- Hans Weber
- December 1, 2023
Positive Perception of Coexistence with Roma Increases in Czech Republic, Survey Finds
A recent survey conducted by the Center for Public Opinion Research (CVVM) has revealed that 63% of Czechs perceive coexistence with the Roma community negatively, while nearly one-third view it positively. Although negative responses still dominate, this marks the most positive assessment of relations with the Roma since CVVM began surveying public opinion on the matter in 1997. Conversely, the highest level of negative responses was recorded in 2013, when 87% of respondents described the coexistence of the Roma and the majority population as negative, with only 9% expressing a positive view.
The survey results indicate a continuing trend observed over the past few years. Since 2015, negative responses have decreased by 20 percentage points and by 9 points compared to the previous survey conducted in 2019. Analysts suggest that these findings reflect a weakening of the stereotypical views held about the Roma population.
The sociologists conducting the study noted that the reasons for this significant positive shift are difficult to determine from the data alone.
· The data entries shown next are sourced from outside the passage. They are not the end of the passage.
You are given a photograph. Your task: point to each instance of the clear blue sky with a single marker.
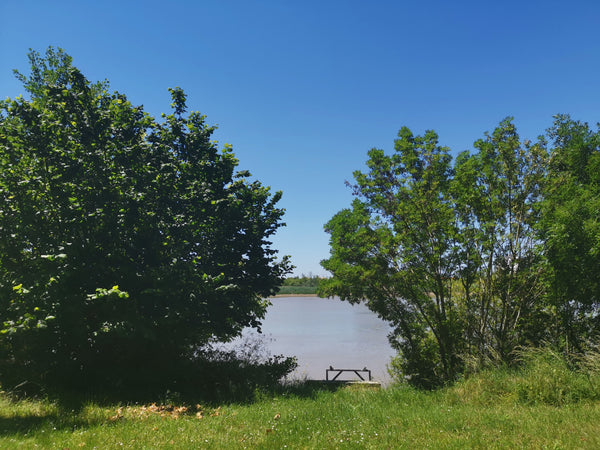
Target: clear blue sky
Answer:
(303, 89)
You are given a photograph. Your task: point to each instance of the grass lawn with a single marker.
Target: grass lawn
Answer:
(306, 416)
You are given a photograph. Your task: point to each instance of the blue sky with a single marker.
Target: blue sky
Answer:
(303, 89)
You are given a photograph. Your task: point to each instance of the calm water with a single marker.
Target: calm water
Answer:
(327, 332)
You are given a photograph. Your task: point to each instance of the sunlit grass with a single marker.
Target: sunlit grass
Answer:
(547, 403)
(396, 417)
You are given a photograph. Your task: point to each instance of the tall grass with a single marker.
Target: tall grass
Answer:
(550, 402)
(544, 376)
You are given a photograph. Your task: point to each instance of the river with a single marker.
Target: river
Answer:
(326, 332)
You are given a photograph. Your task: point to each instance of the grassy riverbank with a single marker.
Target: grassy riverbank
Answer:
(492, 410)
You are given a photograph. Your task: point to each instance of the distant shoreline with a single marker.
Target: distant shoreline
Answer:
(293, 295)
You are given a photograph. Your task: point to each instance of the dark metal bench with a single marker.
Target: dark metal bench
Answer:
(340, 371)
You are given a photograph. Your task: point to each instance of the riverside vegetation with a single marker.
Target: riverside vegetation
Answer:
(486, 267)
(548, 403)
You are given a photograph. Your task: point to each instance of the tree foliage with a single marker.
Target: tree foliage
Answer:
(125, 243)
(444, 251)
(570, 229)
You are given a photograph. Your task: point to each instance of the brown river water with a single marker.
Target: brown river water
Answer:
(326, 332)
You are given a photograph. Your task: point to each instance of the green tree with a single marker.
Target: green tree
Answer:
(446, 253)
(125, 243)
(497, 193)
(570, 229)
(395, 248)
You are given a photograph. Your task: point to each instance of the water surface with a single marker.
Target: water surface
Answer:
(327, 332)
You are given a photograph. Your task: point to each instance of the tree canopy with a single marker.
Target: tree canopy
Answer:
(457, 252)
(125, 242)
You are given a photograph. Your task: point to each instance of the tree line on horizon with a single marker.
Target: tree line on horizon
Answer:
(474, 257)
(128, 245)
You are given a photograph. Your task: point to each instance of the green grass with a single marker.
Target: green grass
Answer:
(548, 403)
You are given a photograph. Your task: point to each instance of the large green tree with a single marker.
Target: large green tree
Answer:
(570, 229)
(125, 243)
(445, 252)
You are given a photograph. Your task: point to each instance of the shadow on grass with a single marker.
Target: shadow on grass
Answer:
(65, 409)
(24, 423)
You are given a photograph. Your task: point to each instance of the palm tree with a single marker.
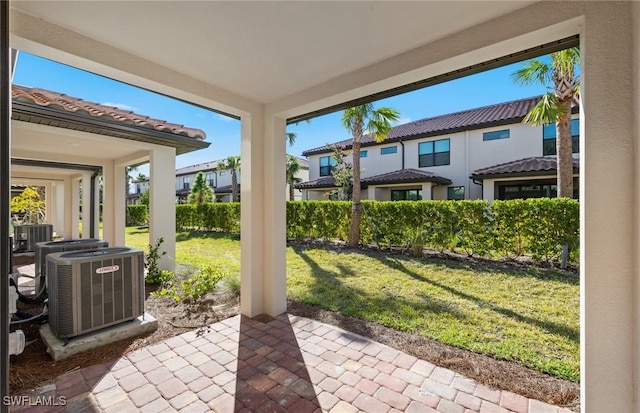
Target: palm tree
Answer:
(378, 123)
(555, 106)
(201, 192)
(292, 169)
(233, 164)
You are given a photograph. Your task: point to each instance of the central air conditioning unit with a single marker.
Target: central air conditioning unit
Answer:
(26, 236)
(90, 290)
(45, 248)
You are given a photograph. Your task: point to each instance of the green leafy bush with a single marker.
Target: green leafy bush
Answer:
(151, 262)
(137, 215)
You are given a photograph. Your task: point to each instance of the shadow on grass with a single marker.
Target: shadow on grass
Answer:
(329, 292)
(554, 328)
(192, 234)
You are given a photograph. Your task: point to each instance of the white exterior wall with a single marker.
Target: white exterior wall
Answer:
(469, 152)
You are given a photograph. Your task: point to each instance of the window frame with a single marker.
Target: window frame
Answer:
(453, 198)
(549, 139)
(326, 170)
(389, 150)
(186, 182)
(430, 158)
(405, 192)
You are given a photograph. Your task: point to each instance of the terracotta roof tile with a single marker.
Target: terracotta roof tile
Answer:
(502, 113)
(403, 176)
(539, 165)
(60, 101)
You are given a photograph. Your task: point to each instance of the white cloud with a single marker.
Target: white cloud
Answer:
(121, 106)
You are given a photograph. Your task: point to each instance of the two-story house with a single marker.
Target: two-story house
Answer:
(482, 153)
(217, 177)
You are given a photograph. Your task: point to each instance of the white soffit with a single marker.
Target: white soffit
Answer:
(265, 50)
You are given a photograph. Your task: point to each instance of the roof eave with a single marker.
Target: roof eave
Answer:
(76, 121)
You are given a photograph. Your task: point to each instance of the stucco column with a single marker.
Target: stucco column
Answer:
(488, 189)
(263, 272)
(86, 205)
(49, 202)
(609, 346)
(108, 234)
(426, 191)
(162, 203)
(59, 207)
(119, 204)
(371, 193)
(75, 207)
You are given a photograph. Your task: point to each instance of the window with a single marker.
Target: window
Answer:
(549, 137)
(533, 189)
(455, 193)
(326, 165)
(492, 136)
(433, 153)
(407, 195)
(210, 179)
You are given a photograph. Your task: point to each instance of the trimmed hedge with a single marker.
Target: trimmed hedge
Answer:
(535, 227)
(137, 215)
(221, 216)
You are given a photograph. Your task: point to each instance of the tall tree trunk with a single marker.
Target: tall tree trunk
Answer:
(564, 152)
(356, 206)
(234, 186)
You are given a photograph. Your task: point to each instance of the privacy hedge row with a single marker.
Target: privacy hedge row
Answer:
(536, 227)
(220, 216)
(137, 215)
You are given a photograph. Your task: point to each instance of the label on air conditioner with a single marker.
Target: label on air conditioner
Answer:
(110, 268)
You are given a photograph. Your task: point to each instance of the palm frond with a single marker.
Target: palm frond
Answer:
(534, 71)
(291, 138)
(546, 111)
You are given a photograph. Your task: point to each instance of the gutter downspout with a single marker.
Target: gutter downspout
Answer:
(5, 196)
(92, 216)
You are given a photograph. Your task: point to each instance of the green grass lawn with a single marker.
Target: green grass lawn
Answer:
(526, 314)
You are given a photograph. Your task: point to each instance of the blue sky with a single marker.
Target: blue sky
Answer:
(490, 87)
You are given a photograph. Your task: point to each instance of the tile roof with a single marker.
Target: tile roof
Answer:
(539, 165)
(322, 182)
(499, 114)
(213, 165)
(55, 100)
(402, 176)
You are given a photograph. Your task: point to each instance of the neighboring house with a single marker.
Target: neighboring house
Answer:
(218, 179)
(482, 153)
(78, 151)
(137, 188)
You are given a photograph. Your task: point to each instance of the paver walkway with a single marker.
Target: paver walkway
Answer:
(282, 364)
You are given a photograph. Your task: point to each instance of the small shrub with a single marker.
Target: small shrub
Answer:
(151, 262)
(201, 283)
(230, 285)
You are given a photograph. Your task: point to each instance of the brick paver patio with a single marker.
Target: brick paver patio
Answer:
(283, 364)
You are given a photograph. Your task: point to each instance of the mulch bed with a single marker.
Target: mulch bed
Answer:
(34, 367)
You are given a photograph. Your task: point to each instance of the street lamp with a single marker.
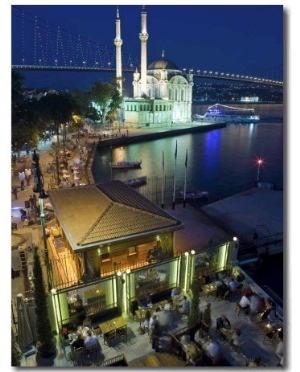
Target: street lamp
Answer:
(259, 163)
(39, 187)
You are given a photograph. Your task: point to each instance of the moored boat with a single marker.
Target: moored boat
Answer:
(222, 113)
(192, 195)
(126, 164)
(135, 182)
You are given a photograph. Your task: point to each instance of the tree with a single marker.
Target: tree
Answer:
(195, 316)
(46, 345)
(22, 130)
(106, 98)
(58, 109)
(86, 109)
(16, 353)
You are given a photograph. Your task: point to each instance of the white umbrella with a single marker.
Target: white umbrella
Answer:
(25, 337)
(76, 161)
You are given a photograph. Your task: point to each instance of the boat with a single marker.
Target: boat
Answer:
(222, 113)
(192, 195)
(135, 182)
(126, 164)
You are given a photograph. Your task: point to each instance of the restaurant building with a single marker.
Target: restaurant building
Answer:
(108, 246)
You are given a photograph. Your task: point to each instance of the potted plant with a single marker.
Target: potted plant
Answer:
(46, 344)
(16, 353)
(206, 317)
(194, 317)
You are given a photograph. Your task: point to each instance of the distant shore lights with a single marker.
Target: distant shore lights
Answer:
(259, 162)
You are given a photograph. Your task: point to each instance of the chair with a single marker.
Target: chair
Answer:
(94, 352)
(122, 334)
(76, 356)
(239, 309)
(110, 338)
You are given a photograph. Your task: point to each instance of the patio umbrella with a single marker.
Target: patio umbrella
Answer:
(25, 337)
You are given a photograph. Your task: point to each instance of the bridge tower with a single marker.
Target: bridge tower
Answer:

They speculate that factors such as the COVID-19 pandemic, the conflict in Ukraine leading to an influx of Ukrainian migrants, rising energy and commodity prices, and other issues may have diverted public attention away from the Roma community, potentially influencing the results.
Regarding the government’s management of Roma affairs, 40% of participants found it satisfactory, while a similar proportion expressed dissatisfaction. Local government received a more favorable opinion, with 41% perceiving their handling of Roma issues positively, compared to 26% who were dissatisfied.
In terms of employment opportunities, half of the respondents believed that Roma individuals face worse prospects compared to other groups. Approximately 40% of participants felt that Roma people have limited opportunities in public and civic life, while 42% considered their situation comparable to others. Interestingly, a minority of respondents (14%) even believed that Roma people have better opportunities.
Regarding access to housing, 31% of respondents believed that Roma people face worse conditions, but a slightly higher proportion (35%) perceived their housing opportunities to be better than those of the majority population.
The survey results shed light on the current state of perceptions towards the Roma community in the Czech Republic. The increase in positive assessments indicates progress, but it also highlights the need for further efforts to combat stereotypes and improve social integration and equality for the Roma population.